Steve Goldstein reports in MarketWatch:
The (cause is the) impact of air pollutants at the time of the Industrial Revolution, as prevailing winds in the U.S. and Europe typically blow from west to east. And it’s an impact that has lasted into today. Pollution explains up to 20% of the observed neighborhood segregation whether captured by the shares of blue collar workers and employees, house prices or official deprivation indices.
The east sides of New York, London and Paris are noticeably and famously poorer than their western sides. And it turns out there’s a reason for that.
Researchers have found that it’s due to the impact of air pollutants at the time of the Industrial Revolution, as prevailing winds in the U.S. and Europe typically blow from west to east. And it’s an impact that has lasted into today.

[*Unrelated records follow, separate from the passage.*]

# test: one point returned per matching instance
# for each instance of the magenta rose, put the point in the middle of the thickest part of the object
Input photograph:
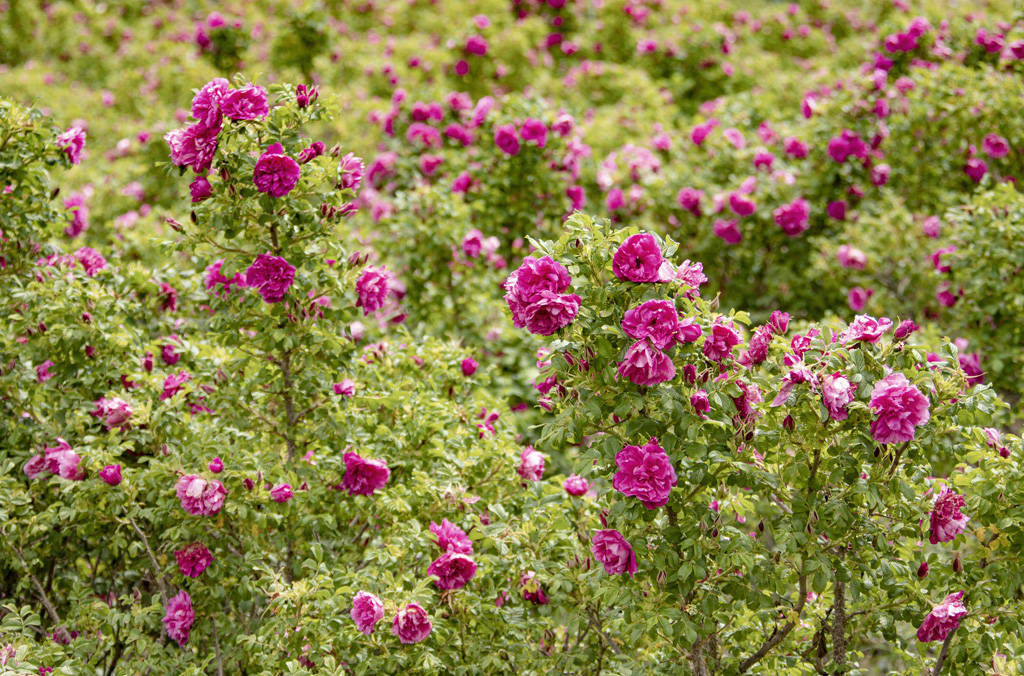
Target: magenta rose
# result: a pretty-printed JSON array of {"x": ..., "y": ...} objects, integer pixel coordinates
[
  {"x": 452, "y": 569},
  {"x": 718, "y": 345},
  {"x": 194, "y": 559},
  {"x": 530, "y": 464},
  {"x": 576, "y": 486},
  {"x": 837, "y": 393},
  {"x": 943, "y": 619},
  {"x": 412, "y": 624},
  {"x": 206, "y": 103},
  {"x": 654, "y": 320},
  {"x": 551, "y": 312},
  {"x": 246, "y": 103},
  {"x": 199, "y": 497},
  {"x": 644, "y": 472},
  {"x": 373, "y": 288},
  {"x": 900, "y": 408},
  {"x": 866, "y": 328},
  {"x": 111, "y": 474},
  {"x": 794, "y": 217},
  {"x": 638, "y": 259},
  {"x": 179, "y": 618},
  {"x": 526, "y": 285},
  {"x": 451, "y": 538},
  {"x": 364, "y": 476},
  {"x": 72, "y": 142},
  {"x": 275, "y": 173},
  {"x": 946, "y": 519},
  {"x": 271, "y": 277},
  {"x": 367, "y": 611},
  {"x": 614, "y": 553},
  {"x": 645, "y": 365}
]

A paper from the Spatial Economics Research Centre examined 5,000 industrial chimneys in 70 English cities in 1880, and then re-created the spatial distribution of pollution. That historical pollution explained up to 15% of within-city deprivation in 1881.

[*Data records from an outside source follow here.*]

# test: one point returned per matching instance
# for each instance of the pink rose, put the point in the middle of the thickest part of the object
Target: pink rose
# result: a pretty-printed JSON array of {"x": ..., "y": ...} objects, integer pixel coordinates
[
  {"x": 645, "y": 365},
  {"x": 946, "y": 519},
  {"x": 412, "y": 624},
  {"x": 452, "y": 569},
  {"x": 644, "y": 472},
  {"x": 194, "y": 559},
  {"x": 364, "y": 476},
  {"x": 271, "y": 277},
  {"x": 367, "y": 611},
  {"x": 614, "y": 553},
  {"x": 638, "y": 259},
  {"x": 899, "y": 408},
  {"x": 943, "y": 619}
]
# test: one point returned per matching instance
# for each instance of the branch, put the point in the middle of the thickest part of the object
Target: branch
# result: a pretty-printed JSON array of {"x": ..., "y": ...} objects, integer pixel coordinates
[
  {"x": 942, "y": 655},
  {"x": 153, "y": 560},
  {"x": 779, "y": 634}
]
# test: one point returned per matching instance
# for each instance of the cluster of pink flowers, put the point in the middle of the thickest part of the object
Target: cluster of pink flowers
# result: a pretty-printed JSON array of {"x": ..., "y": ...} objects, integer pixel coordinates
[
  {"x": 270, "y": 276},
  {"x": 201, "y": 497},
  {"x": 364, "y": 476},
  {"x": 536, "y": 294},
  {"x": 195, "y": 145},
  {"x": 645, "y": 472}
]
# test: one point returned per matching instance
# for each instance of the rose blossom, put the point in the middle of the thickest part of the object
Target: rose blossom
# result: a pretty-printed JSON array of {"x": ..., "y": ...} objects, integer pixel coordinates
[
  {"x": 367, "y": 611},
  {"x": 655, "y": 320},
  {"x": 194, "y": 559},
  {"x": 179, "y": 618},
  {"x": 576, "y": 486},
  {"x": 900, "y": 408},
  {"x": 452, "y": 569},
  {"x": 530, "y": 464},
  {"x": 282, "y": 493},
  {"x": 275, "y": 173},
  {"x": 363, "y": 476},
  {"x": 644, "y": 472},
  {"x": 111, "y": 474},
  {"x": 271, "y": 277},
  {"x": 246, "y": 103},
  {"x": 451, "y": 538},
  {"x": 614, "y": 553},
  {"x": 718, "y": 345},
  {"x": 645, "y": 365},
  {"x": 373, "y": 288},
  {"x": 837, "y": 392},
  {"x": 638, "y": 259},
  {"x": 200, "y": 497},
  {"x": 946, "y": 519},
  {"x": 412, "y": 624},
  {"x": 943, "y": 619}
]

“A pollution differential equivalent to the one between the 10% and 90% most polluted neighborhoods of Manchester would be associated with a gradient of 18 percentage points in the share of low-skilled workers,” the paper found.
Perhaps more incredibly, that difference has continued to this day even though the pollution that caused them has waned.
“Past pollution explains up to 20% of the observed neighborhood segregation whether captured by the shares of blue collar workers and employees, house prices or official deprivation indices,” the paper written by Stephan Heblich and Yanos Zylbergerg of the University of Bristol and Alex Trew of the University of St. Andrews found.
The researchers say the findings have practical implications both in the developing and developed world.
The success of urban policies to revitalize deprived areas depends on their position relative to the tipping point. For countries like China where pollution is a current challenge, there also are long-run consequences to consider, they added.